Nicht berücksichtigt werden kann die Auffassung des Prozessbevollmächtigten der Beklagten, dass eine gesonderte Berücksichtigung deshalb geboten sei, weil er dennoch gezwungen gewesen sei, sich mit dem Antrag auseinander zu setzen.

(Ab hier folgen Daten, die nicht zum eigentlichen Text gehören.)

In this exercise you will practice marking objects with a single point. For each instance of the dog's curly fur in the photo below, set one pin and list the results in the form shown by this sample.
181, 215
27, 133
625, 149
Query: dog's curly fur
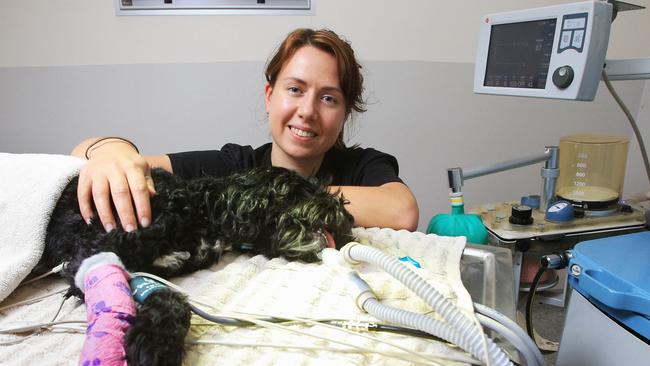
270, 211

Das alleine kann eine gesonderte Bewertung nicht begründen, wie z.B. die Fälle einer Auflösung des Arbeitsverhältnisses gegen Zahlung einer Abfindung zeigen, für die § 12 Abs. 7 S.1, 2. HS ArbGG ausdrücklich eine Erhöhung ausschließt.

Entscheidend ist vielmehr, dass der Kläger vorliegend seinen prozessualen Willen dahingehend ausgedrückt hat, dass er eine Entscheidung über die Weiterbeschäftigung nur unter einer klaren und zulässigen Bedingung will, nämlich den Fall der Stattgabe des Feststellungsantrags. Diese in dem Klagantrag zu 2. ausdrücklich erklärte Bedingung kann nicht ignoriert werden.

Die Entscheidung ergeht gerichtsgebührenfrei.